Allo développe également des règles de conformité automatiques basées sur les codes régionaux en tant que fonctionnalité de feuille de route. Cela vous permettra de définir des règles telles que « les appels vers les numéros 415, 213, 310 et autres indicatifs régionaux de Californie utilisent automatiquement le mode confidentialité, tandis que les appels vers des numéros du Texas sont enregistrés normalement ». Lorsque cela est expédié, une grande partie de la configuration manuelle disparaît.

UE, Royaume-Uni et international : ce que le RGPD exige réellement

Pour les entreprises opérant dans l'UE ou faisant escale dans l'UE, le RGPD établit le cadre, mais il vaut mieux être précis quant à ses exigences réelles plutôt que de le traiter comme une vague interdiction de collecte de données. Cette section couvre les huit domaines les plus importants.

1. Processeur ou responsable du traitement : qui est responsable de quoi

La première chose à comprendre est de savoir comment le RGPD attribue les responsabilités.

Dans le cadre du RGPD, Allo agit en tant que processeur de données (sous-traitant en droit français) : nous traitons les données relatives aux appels pour le compte de nos clients, mais nous ne déterminons ni la finalité ni les moyens de ce traitement.
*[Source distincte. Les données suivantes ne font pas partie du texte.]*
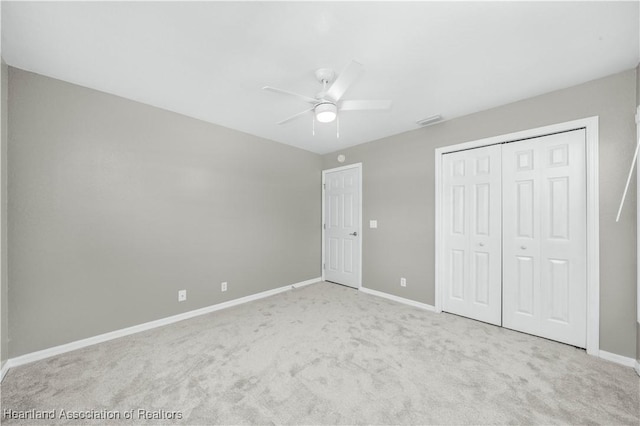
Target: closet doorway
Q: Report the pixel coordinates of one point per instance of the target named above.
(515, 219)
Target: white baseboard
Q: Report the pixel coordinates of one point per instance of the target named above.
(398, 299)
(78, 344)
(618, 359)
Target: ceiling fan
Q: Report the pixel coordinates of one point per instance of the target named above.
(326, 104)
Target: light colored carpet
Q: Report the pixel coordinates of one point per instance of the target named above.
(327, 354)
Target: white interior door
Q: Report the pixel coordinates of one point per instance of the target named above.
(472, 229)
(342, 226)
(544, 237)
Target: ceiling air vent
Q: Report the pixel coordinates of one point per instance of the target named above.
(429, 120)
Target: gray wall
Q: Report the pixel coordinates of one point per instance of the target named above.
(398, 191)
(4, 299)
(114, 206)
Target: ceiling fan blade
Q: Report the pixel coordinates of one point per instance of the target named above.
(286, 92)
(293, 117)
(353, 105)
(344, 80)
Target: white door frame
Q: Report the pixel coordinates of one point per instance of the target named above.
(357, 166)
(590, 125)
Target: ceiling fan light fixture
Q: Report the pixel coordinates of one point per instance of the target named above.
(326, 112)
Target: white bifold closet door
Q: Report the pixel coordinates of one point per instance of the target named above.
(544, 237)
(514, 219)
(472, 225)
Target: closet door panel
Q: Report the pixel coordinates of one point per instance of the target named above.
(472, 227)
(547, 194)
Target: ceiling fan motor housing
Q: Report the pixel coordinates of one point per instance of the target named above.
(326, 112)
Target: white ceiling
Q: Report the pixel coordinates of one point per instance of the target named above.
(210, 60)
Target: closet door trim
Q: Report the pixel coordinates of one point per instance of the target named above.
(590, 125)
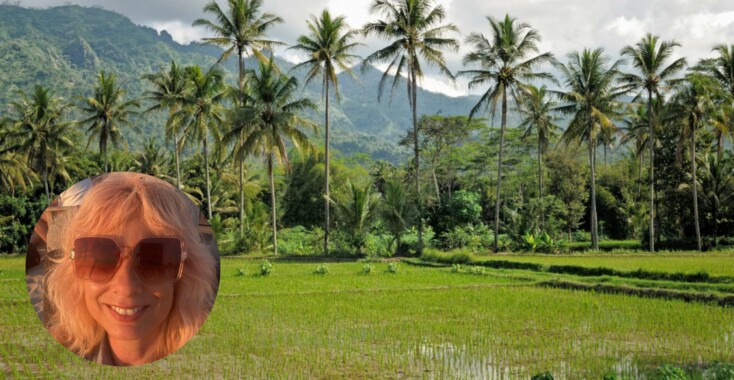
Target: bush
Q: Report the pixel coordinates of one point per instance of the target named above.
(392, 268)
(266, 268)
(720, 371)
(669, 372)
(300, 241)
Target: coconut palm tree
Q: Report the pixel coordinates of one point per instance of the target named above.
(692, 103)
(650, 59)
(539, 115)
(241, 30)
(506, 64)
(590, 101)
(168, 92)
(271, 116)
(107, 111)
(413, 27)
(40, 132)
(329, 47)
(202, 113)
(358, 213)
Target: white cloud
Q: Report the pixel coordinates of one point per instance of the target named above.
(625, 27)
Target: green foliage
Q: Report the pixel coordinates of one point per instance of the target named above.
(543, 376)
(367, 269)
(392, 268)
(669, 372)
(265, 268)
(322, 270)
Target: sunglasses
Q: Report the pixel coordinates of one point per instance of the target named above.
(155, 259)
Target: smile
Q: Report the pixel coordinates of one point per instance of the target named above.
(126, 314)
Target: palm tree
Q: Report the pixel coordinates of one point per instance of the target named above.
(413, 26)
(328, 47)
(358, 213)
(40, 131)
(506, 65)
(538, 112)
(650, 58)
(202, 113)
(396, 210)
(271, 116)
(169, 88)
(107, 111)
(692, 102)
(240, 29)
(590, 102)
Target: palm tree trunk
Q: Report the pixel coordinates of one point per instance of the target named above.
(208, 190)
(540, 183)
(414, 106)
(272, 201)
(45, 183)
(592, 164)
(695, 187)
(240, 85)
(652, 171)
(326, 168)
(499, 172)
(178, 165)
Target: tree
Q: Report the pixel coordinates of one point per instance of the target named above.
(271, 116)
(40, 132)
(201, 113)
(107, 111)
(413, 26)
(505, 67)
(692, 102)
(328, 47)
(358, 213)
(396, 210)
(590, 102)
(240, 29)
(538, 113)
(649, 58)
(169, 89)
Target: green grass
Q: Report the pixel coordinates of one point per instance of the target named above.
(419, 322)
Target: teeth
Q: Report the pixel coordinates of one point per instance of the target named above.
(126, 312)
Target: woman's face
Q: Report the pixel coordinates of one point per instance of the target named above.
(126, 307)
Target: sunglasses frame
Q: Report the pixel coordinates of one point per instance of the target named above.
(127, 252)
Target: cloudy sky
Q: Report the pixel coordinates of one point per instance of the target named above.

Votre organisation est responsable du traitement (responsable de traitement), ce qui signifie que vous êtes responsable de déterminer la base légale de l'enregistrement, la portée et la proportionnalité de ce que vous enregistrez, ainsi que la durée pendant laquelle vous le conservez.

Le travail d'Allo est de vous fournir les outils techniques nécessaires pour mettre en œuvre ces décisions. Il ne s'agit pas de rejeter la faute, mais de clarté. Lorsque votre équipe juridique demande « qui est responsable de la conformité au RGPD en matière d'enregistrement des appels ? » , la réponse est la suivante : votre organisation prend les décisions, Allo fournit l'infrastructure nécessaire pour les exécuter en toute conformité. Si vos choix de configuration s'avèrent disproportionnés ou injustifiés, il s'agit d'un problème au niveau du contrôleur. Si Allo ne fournit pas les contrôles techniques dont vous avez besoin, c'est un problème au niveau du processeur.

En pratique, cela signifie qu'Allo vous donne les leviers (bascules d'enregistrement par numéro, mode de confidentialité, contrôles de transcription, paramètres de conservation, choix du fournisseur d'IA) et vous décidez comment les configurer en fonction de vos obligations légales et de vos besoins commerciaux.

2. Base légale : consentement contre intérêt légitime

Le RGPD exige que vous disposiez d'un base légale pour enregistrer les appels. Les deux bases les plus couramment applicables sont le consentement et l'intérêt légitime, et elles fonctionnent de manière très différente.

Consentement selon le RGPD, signifie un accord affirmatif. Contrairement au consentement implicite à l'américaine, où il suffit de rester en ligne après une divulgation, le RGPD exige que le consentement soit donné librement, spécifique, éclairé et sans ambiguïté. Une annonce passive « cet appel peut être enregistré », sans donner à l'appelant le moyen d'accepter ou de refuser activement, ne répond pas à la norme du RGPD si vous vous basez sur le consentement comme base légale. Dans la pratique, cela signifie proposer aux appelants un mécanisme d'acceptation affirmative (appuyez sur 1 pour accepter l'enregistrement) ou un mécanisme de désinscription clair (appuyez sur 2 pour refuser). L'autorité danoise de protection des données a infligé une amende à une agence gouvernementale pour avoir enregistré des appels avec uniquement une notification préalable à l'appel et sans consentement affirmatif, ce qui en fait un véritable risque d'exécution, et non un risque théorique.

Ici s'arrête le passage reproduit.